Although the novel coronavirus has been spreading from China’s Wuhan since December and has already claimed over 3,000 lives and reached every continent except Antarctica, India woke up to the crisis only this week.
It only took a birthday party to shut down two schools in Noida (although now, all primary classes in Delhi government schools and Kendriya Vidyalayas have been closed). Then, the Italians showed up in Jaipur with the coronavirus symptom. They have since been tested positive and shifted to Delhi to be kept in preventive isolation. The PayTM office also shut down in Gurugram, after an employee tested positive. In Hyderabad, a techie added to the total count.
India Inc — from Wipro to Intel to Flipkart — has imposed travel restrictions on employees or completely banned it.
Almost everyone has memorised the symptoms — cough, fever, fatigue — and preventive measures — hand washing, masks, and tissues. But the bigger problem in north India has been the coronavirus scare overlapping with the flu season. As winter wears off and summer approaches, the flu is catching up with many and leading to even more panic.
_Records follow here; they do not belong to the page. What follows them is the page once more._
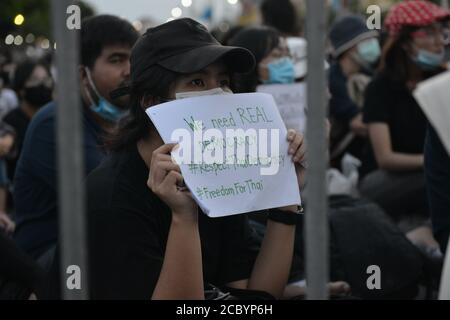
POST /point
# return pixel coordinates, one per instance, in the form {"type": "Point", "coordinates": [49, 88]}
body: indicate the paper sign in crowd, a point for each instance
{"type": "Point", "coordinates": [229, 172]}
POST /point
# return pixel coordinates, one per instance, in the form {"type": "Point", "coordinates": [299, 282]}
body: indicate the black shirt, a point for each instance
{"type": "Point", "coordinates": [36, 178]}
{"type": "Point", "coordinates": [437, 175]}
{"type": "Point", "coordinates": [129, 227]}
{"type": "Point", "coordinates": [392, 103]}
{"type": "Point", "coordinates": [19, 121]}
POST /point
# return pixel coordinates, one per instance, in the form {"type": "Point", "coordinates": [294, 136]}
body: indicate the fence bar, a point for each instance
{"type": "Point", "coordinates": [316, 228]}
{"type": "Point", "coordinates": [72, 231]}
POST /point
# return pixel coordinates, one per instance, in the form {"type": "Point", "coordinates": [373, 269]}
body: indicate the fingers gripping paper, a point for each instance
{"type": "Point", "coordinates": [233, 151]}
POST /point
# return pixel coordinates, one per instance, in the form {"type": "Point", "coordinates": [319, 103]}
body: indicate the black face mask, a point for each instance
{"type": "Point", "coordinates": [38, 95]}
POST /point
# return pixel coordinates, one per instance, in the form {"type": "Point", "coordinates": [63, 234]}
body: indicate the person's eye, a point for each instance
{"type": "Point", "coordinates": [115, 60]}
{"type": "Point", "coordinates": [197, 83]}
{"type": "Point", "coordinates": [225, 83]}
“With a tornado you can see it and its damage is quite immediate. When it’s an invisible pathogen, whose detection and understanding resides among professionally trained specialists, average people get a little bit more agitated,” said Monica Schoch-Spana, a scientist at the Johns Hopkins Center for Health Security.
Prices of hand sanitisers and masks have shot up in India, and many pharmacies and online retailers have run out of stocks. So, Indians did what Indians do best — peddle pseudoscience. The Hindu Mahasabha planned a gaumutra (cow urine) party with cow dung cakes to fight the coronavirus. The AYUSH ministry advocated Unani and homeopathic medicine to prevent coronavirus. And most Indians forwarded each other ‘home remedies’ and warnings on WhatsApp.
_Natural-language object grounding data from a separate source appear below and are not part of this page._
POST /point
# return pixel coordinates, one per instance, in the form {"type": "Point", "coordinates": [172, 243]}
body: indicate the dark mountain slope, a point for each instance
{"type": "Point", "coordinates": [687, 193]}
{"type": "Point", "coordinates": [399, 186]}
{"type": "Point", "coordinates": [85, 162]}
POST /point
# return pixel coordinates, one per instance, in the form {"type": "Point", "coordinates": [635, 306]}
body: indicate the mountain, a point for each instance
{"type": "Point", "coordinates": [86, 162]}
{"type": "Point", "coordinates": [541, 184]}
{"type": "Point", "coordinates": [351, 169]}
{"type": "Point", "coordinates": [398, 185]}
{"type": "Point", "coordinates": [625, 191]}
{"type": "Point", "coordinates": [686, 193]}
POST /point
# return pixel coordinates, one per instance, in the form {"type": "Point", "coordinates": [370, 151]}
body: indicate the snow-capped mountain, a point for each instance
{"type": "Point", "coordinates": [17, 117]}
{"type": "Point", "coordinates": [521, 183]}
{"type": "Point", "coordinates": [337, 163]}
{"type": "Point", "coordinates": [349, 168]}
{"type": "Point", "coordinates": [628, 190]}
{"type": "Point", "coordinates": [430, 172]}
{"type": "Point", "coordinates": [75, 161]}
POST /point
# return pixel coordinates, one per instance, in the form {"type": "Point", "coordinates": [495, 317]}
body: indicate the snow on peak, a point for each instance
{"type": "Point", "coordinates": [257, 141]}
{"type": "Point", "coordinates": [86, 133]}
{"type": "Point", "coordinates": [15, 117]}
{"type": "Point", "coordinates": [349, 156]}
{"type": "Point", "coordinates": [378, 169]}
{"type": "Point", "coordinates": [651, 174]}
West Bengal Chief Minister Mamata Banerjee called the sudden coronavirus scare Modi government’s diversion tactic from the Delhi riots.
Fighting panic, logically
If there is a country that showed the world the way to handle COVID-19 and public panic, in general, it is Singapore. Prime Minister Lee Hsien Loong reached out to the citizens in a nine-minute video to inform them of the steps being taken, what citizens can do and assured them that it wasn’t as deadly as SARS. “Fear can do more harm than the virus itself,” he said.
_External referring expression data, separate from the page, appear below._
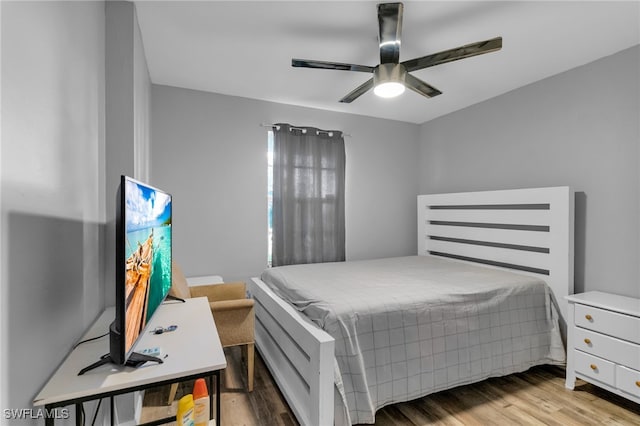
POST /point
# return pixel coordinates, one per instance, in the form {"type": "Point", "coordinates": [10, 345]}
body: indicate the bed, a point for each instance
{"type": "Point", "coordinates": [419, 324]}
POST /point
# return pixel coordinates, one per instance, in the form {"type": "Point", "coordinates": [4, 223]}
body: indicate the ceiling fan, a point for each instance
{"type": "Point", "coordinates": [391, 77]}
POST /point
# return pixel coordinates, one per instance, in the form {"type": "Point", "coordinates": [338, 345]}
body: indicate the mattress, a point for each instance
{"type": "Point", "coordinates": [406, 327]}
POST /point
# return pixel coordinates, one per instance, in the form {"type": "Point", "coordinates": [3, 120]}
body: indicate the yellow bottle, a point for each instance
{"type": "Point", "coordinates": [184, 416]}
{"type": "Point", "coordinates": [201, 403]}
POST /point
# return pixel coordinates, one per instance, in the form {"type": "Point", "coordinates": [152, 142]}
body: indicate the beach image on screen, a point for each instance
{"type": "Point", "coordinates": [148, 254]}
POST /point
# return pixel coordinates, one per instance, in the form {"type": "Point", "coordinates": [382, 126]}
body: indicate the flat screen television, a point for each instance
{"type": "Point", "coordinates": [143, 267]}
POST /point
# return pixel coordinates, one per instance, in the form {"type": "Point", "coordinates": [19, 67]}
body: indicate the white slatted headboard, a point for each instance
{"type": "Point", "coordinates": [529, 230]}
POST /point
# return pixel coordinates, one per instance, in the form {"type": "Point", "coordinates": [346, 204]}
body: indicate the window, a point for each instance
{"type": "Point", "coordinates": [269, 196]}
{"type": "Point", "coordinates": [305, 194]}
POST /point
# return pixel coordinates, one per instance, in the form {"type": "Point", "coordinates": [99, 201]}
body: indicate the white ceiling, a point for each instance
{"type": "Point", "coordinates": [243, 48]}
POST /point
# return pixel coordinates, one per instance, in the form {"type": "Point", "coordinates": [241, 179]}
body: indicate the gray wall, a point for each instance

Back home, India too had a success story.
Most (north) Indians have forgotten that Kerala had the first three confirmed cases of coronavirus in the country and took care of it in record time. It put out a ‘state calamity’ warning, published data daily on the number of cases and put many residents under ‘community surveillance’. The timely dissemination of public data, the 28-day quarantine and travel monitoring helped Kerala bring the situation under control and tackle panic. And this isn’t the first time Kerala faced a public health emergency; it had successfully tackled the spread of Nipah virus in 2018.
Similar steps — information, reaching out and being on the ground — were taken by the Delhi Police when rumours started circulating in Delhi again last week about another round of rioting. The Delhi Police, this time, quickly moved into action — dispelled rumours, patrolled the streets at night, and put out correct information. It showed that the Delhi Police can clearly act – when it wants to.
Now the ball is in the Finance Ministry and the RBI’s court to assure depositors that Yes Bank won’t become a big NO and further destabilise the banking sector.
As Douglas Adams wrote in Hitchhiker’s Guide to the Galaxy, don’t panic.